When it comes to manifesto promises, the trick is to keep it simple and easy to measure whether the commitment has been achieved. That’s what the Conservative manifesto got right with its pledge to fund 3 million apprenticeship starts during the parliament.
Now let me acknowledge this quickly. An input target isn’t enough; it doesn’t have enough detail to address the important issues of access, quality, progression and so on.
But remember, the manifesto is aimed at the general public. It can’t spell out the intricacies of policy, but it works in the most basic test, it’s a measure that everyone can understand. And Mario Cuomo’s quote from 1984 could not be more apt: “you campaign in poetry. You govern in prose.” And while a numbers target may not look much like a poem, it is short and memorable.
It would be remiss of me not to mention again some of the important issues that can never be addressed by the soundbite approach that a manifesto must take.
There are issues around quality, both in terms of the duration of an apprenticeship, the quality of the training that is undertaken, the quality and now availability of apprenticeship assessment, etc. However, a manifesto is no place for these areas of detail.
We can all recognise that the simple promise to deliver 3 million apprenticeship starts has kept apprenticeships front and centre for the Conservative government and for the sector.

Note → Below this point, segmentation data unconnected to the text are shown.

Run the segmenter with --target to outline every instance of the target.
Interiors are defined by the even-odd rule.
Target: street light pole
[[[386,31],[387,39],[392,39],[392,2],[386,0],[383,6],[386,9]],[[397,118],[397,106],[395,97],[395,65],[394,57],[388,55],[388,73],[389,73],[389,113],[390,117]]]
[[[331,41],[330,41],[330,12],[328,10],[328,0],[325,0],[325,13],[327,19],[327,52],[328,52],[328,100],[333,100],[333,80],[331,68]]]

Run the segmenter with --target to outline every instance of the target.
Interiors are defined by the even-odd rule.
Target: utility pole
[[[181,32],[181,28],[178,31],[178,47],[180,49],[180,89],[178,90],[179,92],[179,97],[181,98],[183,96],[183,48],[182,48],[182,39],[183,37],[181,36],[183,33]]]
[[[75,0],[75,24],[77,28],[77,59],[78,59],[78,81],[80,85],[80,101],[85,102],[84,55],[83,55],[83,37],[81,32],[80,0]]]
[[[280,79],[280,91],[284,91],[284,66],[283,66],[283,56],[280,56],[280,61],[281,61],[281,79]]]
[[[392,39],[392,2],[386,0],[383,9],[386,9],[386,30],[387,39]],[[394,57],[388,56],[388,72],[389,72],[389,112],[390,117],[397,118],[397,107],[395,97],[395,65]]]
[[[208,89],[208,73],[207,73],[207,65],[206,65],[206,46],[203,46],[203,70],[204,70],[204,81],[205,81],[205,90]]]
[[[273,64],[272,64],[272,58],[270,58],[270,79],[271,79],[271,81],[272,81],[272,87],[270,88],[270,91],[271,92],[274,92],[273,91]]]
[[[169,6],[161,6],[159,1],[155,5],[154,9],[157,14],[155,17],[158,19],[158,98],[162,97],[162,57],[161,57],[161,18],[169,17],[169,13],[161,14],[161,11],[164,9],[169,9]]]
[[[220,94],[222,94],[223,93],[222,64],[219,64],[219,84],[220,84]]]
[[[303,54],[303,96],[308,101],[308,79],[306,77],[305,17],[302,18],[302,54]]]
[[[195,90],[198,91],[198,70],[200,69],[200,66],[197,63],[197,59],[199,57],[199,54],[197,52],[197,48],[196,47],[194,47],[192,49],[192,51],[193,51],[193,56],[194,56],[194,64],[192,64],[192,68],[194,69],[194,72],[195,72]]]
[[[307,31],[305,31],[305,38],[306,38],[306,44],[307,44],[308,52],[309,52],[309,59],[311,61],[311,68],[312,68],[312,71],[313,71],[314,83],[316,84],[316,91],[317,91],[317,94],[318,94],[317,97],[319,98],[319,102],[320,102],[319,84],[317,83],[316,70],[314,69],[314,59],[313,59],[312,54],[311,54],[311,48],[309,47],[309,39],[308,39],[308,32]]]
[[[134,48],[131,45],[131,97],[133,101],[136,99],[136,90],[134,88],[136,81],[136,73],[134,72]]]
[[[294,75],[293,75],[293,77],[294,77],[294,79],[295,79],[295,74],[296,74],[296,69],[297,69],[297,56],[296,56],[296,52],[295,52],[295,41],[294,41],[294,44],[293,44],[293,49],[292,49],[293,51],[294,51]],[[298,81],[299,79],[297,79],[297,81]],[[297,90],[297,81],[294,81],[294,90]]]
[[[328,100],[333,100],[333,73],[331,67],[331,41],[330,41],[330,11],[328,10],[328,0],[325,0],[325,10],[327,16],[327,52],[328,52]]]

In order to deliver 3 million apprenticeships during the parliament, an average of 600,000 starts need to take place each year. So how are we doing?
Well, starts so far in this parliament are a little behind the curve. Starts for 2015/16 were a little under 510k and starts in each of the first two quarters of 2015/16 are down on their like for like numbers from the previous year. However, full year apprenticeship starts have risen each year since 2013/14 and the true impact of the levy is yet to be felt.
But as we go into another election season, what manifesto commitments can we expect or should we want. As I outlined above, there is merit in sticking to a simple number target, not least as tracking this commitment requires data that is already collected, it doesn’t need another system or data return to generate it. Given the level of change going on in the sector at that moment, that should be welcome.
I don’t think anyone reading this will need convincing that increasing numbers of quality apprenticeships is a bad thing. We’re all convinced about the central role apprenticeships can play in supporting social mobility.
The pledge by a Labour government to have 50% of young people progress to university is another one of these simple pledges that can do so much to bring attention to a topic.
Now while I don’t have the space here to debate that particular pledge, I do want to turn to a simple change that I think should be made to the apprenticeship target.
I think any starts target needs to include a minimum expectation for young people (either 16-19 or 16-23). With the changes to the system enacted by the introduction of an ‘employer-owned’ apprenticeship levy and the revised funding system, it is easy to envisage a future where the number of apprenticeship starts by young people falls through the flaw.
The volume of apprenticeships in the 19+ age bracket has been consistently above 70% for some considerable time. If there isn’t a protection in the target setting expectation for young people to take apprenticeships then we could see that balance tipped further.
Apprenticeships should support progression for the existing workforce, but it should surely prioritise new and young entrants. Otherwise, we’re just creating the perfect conditions for another skills shortage in 5, 10 or 15 years’ time.